Furthermore, as is often the case with regulation, the world changed, and some of the lessons that were learnt during historic crises were misunderstood or forgotten.
Over time, a shadow banking system in wholesale financial markets developed. This shadow banking system was outside many of the direct bank regulations and, as a result, was not protected from the risk of “bank” runs.
This lack of regulatory protection proved to be the ultimate downfall of the shadow banking system.
As trust broke down between market participants, the issue of asymmetric and imperfect information between borrowers and lenders came to the forefront. The result was a huge bank run in wholesale financial markets, as it was unclear to those with liquidity which assets were good and which were bad.
While governments and central banks spotted what was going on in wholesale markets eventually, and worked to steady the ship in the financial sector, the damage was already done.
The drop in credit availability for producers and exporters led to a sharp decline in world trade and a global recession.
Contrary to what is often suggested, this way of viewing the financial crisis is consistent with the economic mainstream. However, it illustrates some of the areas that were missed or downplayed in the lead-up to the crisis – specifically the development of the shadow banking sector.
Framing the crisis in the same way that economists had previously understood the Great Depression, and understood the financial crisis prior to this period, means that we can also use economic theory to tell us how we can improve matters.
As was shown during the GFC, in the worst-case scenario, governments will bail out banks. This decision isn’t an issue of banks being “too big to fail” – during the Great Depression deposit guarantees schemes were justified on banks being “too small”. The justification here was that too many small banks would be just treated the same way by depositors, leading to runs on banks whose underlying balance sheet was healthy during a panic.
We can argue about whether this policy is right or fair, but in truth we have to accept that deposit insurance is here to stay.
As a result, regulation needs to be set with the recognition that bail-outs will occur during a crisis – and that financial firms themselves recognise this.
The benefit of deposit insurance is that you don’t get bank runs.

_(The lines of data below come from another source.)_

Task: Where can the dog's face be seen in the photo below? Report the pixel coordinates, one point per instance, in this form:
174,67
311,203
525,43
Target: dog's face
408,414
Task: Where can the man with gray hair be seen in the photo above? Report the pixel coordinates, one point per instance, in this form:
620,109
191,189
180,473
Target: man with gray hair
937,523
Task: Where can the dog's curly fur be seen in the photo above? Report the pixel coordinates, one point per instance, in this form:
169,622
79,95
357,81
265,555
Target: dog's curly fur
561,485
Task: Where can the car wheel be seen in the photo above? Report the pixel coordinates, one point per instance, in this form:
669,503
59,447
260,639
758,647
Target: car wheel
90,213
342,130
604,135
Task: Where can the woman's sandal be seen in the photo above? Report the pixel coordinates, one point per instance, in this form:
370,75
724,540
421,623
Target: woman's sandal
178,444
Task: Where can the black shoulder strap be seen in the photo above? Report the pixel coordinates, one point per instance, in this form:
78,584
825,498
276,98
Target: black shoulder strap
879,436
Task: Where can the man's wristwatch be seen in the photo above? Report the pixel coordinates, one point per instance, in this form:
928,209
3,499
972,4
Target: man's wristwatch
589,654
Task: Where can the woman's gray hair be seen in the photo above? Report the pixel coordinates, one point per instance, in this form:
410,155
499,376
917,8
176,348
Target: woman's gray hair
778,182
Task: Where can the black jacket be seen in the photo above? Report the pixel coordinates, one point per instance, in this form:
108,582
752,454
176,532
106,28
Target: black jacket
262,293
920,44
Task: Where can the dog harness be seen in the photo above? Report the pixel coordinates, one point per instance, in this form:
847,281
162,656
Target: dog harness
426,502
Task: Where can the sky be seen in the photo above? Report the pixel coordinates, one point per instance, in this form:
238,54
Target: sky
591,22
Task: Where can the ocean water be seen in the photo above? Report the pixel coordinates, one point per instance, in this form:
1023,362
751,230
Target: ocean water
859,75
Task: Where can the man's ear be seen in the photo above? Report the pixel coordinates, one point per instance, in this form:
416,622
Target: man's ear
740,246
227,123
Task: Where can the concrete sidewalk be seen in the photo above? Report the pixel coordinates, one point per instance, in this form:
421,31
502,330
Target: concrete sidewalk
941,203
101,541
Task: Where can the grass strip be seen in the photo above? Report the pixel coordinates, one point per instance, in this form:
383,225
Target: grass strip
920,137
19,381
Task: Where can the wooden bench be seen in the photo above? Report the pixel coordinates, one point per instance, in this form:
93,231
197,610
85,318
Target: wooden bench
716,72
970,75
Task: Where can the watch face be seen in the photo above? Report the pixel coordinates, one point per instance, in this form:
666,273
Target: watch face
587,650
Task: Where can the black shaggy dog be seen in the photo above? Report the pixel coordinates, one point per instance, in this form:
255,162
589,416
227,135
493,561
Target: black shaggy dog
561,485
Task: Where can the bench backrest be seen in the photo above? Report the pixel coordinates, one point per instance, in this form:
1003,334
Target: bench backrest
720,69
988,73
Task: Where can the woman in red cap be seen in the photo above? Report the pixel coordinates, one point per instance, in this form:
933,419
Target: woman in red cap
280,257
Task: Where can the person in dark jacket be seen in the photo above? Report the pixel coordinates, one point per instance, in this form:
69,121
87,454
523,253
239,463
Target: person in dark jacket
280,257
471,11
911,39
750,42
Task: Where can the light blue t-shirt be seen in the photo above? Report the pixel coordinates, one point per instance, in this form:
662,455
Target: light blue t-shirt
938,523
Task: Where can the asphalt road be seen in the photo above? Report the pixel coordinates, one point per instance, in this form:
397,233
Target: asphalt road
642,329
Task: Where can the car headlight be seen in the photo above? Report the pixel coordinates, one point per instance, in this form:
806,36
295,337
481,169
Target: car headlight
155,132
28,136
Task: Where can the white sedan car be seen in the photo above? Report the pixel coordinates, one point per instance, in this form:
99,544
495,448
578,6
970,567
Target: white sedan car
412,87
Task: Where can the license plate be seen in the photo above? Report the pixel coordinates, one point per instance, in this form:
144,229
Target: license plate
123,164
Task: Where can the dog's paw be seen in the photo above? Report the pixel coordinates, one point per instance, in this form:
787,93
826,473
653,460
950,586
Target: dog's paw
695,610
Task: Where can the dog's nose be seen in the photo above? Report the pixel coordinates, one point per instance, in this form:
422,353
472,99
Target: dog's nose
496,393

The issue with deposit insurance is that people are effectively willing to lend as if it is riskless.
As we do not live in a riskless world, this lending behaviour is a form of moral hazard.
By viewing this deposit guarantee as a form of insurance by government, it raises the question why the financial firms aren’t they paying an insurance premium.
It is this sort of question that may justify a tax on depositors, or the Reserve Bank’s push for their Open Bank Resolution (OBR) regulation.
We also need to ask how the shadow banking sector appeared. The shadow banking sector came about because costly regulation of banks and other financial institutions made them search for a way to get around the regulation.
Whenever we introduce policies to reduce risk, we need to keep in mind that, the more cost you put on individual banks or lenders, the greater the cost they will be willing to expend to get around the regulation.
While this description gives us an idea of how the crisis started, and how we can minimise the chances of another crisis occurring in the future, it does not tell us why the current financial crisis has continued for so long. We will discuss that in an upcoming article.